In a memo sent to agency directors, he said Medicaid claims will outstrip the money lawmakers set aside for the program by $70 million to $130 for the 2012-13 fiscal year, which ends in June.
Also, he said, the state must repay the federal government $132 million that the Division of Medical Assistance wrongly kept last year. A recent state audit uncovered that money was still owed.
A $262 million shortfall amounts to about 2.6 percent of the $10 billion in state and federal money North Carolina spends on Medicaid in a year.
McCrory noted in his memo that the annual budget has a $200 million reserve and an extra $213 million in unappropriated money. Also, revenue officials have projected that tax collections are $100 million above forecasts, and state agencies have saved $125 million this year.
Combined, the savings and revenue mean that the governor won't have to invoke emergency spending cuts to cover the Medicaid shortfall, he said.

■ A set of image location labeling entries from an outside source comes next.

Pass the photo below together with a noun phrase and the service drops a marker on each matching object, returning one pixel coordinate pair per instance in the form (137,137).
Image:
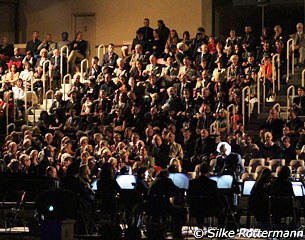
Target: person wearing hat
(299,101)
(265,72)
(227,162)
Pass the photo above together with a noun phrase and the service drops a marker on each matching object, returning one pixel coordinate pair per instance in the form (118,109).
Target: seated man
(78,49)
(205,187)
(56,68)
(48,44)
(33,44)
(299,42)
(6,49)
(110,57)
(227,162)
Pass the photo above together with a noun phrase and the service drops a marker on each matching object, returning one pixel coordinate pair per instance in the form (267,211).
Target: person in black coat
(299,101)
(204,146)
(228,162)
(160,151)
(259,198)
(160,191)
(203,186)
(281,194)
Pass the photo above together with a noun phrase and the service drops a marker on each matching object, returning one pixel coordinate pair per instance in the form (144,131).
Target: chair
(254,162)
(295,164)
(259,169)
(248,177)
(202,211)
(11,207)
(274,163)
(282,207)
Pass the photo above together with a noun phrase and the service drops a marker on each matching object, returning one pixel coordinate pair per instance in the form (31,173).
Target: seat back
(248,177)
(157,205)
(295,164)
(203,206)
(254,162)
(274,163)
(281,207)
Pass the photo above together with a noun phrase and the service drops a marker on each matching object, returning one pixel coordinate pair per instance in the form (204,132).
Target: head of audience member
(205,169)
(51,172)
(174,166)
(146,22)
(64,36)
(110,48)
(300,27)
(35,35)
(187,62)
(79,36)
(284,172)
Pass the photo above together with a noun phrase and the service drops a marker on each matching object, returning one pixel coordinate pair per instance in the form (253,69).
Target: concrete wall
(116,20)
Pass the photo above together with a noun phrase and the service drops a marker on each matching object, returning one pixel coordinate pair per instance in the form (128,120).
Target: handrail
(7,99)
(64,83)
(82,67)
(292,90)
(303,78)
(99,53)
(278,107)
(243,104)
(47,93)
(290,42)
(27,115)
(9,126)
(258,94)
(264,90)
(62,60)
(228,116)
(274,72)
(44,77)
(214,124)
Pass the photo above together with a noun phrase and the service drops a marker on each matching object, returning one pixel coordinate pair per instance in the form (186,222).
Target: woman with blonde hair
(235,70)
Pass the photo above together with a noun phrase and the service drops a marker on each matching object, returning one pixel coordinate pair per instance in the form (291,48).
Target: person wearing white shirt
(19,96)
(27,74)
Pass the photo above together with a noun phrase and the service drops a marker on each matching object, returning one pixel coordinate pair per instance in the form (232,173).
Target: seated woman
(119,123)
(12,76)
(19,97)
(282,193)
(269,149)
(259,198)
(171,43)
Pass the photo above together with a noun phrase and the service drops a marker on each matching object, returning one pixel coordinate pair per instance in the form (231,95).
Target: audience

Still, he asked all cabinet agencies and Council of State members to adjust spending through the end of June by eliminating raises, except for promotions, limiting purchases and travel, collecting revenue as quickly as possible and re-evaluating contracts.
“Despite positive cash balances, we need to live within our budget and make sure everything is disclosed and accounted for," Pope said in a statement. "That is why the state needs to reduce spending now, rather than waiting until the end of the fiscal year or using accounting gimmicks to pass on the costs to next year.”
Dana Cope, executive director of the State Employees Association of North Carolina, said the budget-saving measures outlined in McCrory's memo are things state employees have been living with for several years.
“From the first glance of what I’ve read, we’ve been doing all that already," Cope said.
McCrory on Thursday signed a bill blocking an expansion of the Medicaid program under the federal Affordable Care Act. He has maintained that the program is broken and needs to be fixed before people are added.